In 1914, at the age of 6, Morris Frank was blinded in his right eye in a horse-riding accident. Ten years later, a boxing match cost him the sight in his left eye. Frustrated at having to rely on others to get around his hometown of Nashville, Tenn., Frank was excited to learn in 1927 of a program in Switzerland that trained German shepherds to assist the blind. The following April, the 20-year-old Vanderbilt University student booked passage to Europe and traveled alone across the ocean to meet the dog that offered what Frank described as “the divine gift of freedom.” After five weeks of intensive training, Frank returned home with his new companion, Buddy, and the pair traveled widely, demonstrating how a well-trained dog could help a blind person navigate even unfamiliar surroundings safely and with confidence. Their success inspired Frank and Dorothy Eustis, the American woman who ran the Swiss program, to launch the Seeing Eye, the first guide-dog training school in the United States, in 1929. Today, some 250 dogs—mostly German shepherds, Labrador retrievers and golden retrievers—complete training at the Seeing Eye in Morristown, N.J., every year.
Working for a Living
The U.S. Navy’s Marine Mammal Program trains dolphins to detect underwater mines.

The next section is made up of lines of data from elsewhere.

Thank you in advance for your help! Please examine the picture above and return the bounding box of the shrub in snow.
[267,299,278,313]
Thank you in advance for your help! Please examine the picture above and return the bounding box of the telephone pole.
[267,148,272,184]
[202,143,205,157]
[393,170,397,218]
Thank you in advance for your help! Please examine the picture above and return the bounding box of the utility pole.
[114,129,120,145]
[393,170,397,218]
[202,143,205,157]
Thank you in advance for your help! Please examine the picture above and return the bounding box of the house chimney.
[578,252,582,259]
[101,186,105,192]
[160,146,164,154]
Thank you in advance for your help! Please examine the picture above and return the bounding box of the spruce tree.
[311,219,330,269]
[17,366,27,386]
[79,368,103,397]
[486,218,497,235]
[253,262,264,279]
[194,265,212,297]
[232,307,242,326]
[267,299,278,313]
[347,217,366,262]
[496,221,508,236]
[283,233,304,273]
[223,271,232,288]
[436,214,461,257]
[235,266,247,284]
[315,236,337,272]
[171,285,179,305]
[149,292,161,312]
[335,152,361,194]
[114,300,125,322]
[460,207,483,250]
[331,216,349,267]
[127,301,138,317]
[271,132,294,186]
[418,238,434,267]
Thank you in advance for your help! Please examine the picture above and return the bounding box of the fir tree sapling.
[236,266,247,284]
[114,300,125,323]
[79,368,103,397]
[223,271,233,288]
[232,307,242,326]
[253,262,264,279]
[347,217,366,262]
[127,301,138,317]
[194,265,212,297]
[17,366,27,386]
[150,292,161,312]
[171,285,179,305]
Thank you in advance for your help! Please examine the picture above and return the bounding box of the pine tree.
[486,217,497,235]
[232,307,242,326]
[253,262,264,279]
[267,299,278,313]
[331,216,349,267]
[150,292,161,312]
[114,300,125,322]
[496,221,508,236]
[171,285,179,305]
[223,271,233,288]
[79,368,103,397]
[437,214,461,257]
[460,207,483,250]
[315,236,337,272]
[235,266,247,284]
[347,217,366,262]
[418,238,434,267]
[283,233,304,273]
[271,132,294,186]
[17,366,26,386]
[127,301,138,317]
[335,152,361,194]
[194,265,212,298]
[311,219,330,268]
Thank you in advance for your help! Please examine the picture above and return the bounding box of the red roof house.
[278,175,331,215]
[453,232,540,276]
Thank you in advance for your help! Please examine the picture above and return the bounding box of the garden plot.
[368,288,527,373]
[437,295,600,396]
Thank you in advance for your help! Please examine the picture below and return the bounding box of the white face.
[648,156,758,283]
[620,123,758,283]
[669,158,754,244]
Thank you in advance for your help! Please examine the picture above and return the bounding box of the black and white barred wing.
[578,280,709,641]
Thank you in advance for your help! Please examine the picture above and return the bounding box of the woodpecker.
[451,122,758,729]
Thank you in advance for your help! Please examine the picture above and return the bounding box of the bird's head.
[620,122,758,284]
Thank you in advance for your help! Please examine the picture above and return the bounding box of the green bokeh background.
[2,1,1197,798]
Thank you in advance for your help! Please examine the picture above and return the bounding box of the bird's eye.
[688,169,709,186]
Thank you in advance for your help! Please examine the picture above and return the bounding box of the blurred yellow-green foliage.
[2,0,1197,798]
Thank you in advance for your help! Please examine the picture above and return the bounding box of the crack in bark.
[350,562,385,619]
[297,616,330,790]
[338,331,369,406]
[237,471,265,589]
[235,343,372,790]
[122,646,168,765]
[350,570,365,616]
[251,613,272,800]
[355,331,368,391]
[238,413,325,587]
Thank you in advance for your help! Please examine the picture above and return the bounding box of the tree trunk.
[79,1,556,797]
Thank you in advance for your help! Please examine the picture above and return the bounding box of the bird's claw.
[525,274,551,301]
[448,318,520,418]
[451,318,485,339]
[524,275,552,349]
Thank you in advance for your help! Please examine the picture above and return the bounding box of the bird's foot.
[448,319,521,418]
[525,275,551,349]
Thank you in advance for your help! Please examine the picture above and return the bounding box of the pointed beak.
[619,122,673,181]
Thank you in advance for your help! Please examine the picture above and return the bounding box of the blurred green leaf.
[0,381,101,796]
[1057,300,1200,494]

Sheep trimmed the lawn—and groundskeeping costs—at the White House during World War I. Wool auctions benefited the Red Cross.
Western ranchers use guard llamas to protect their sheep herds. Llamas are naturally aggressive toward coyotes and dogs, the top predators of sheep.
The U.S. Army Signal Corps deployed 36,000 pigeons overseas to carry messages during World War II.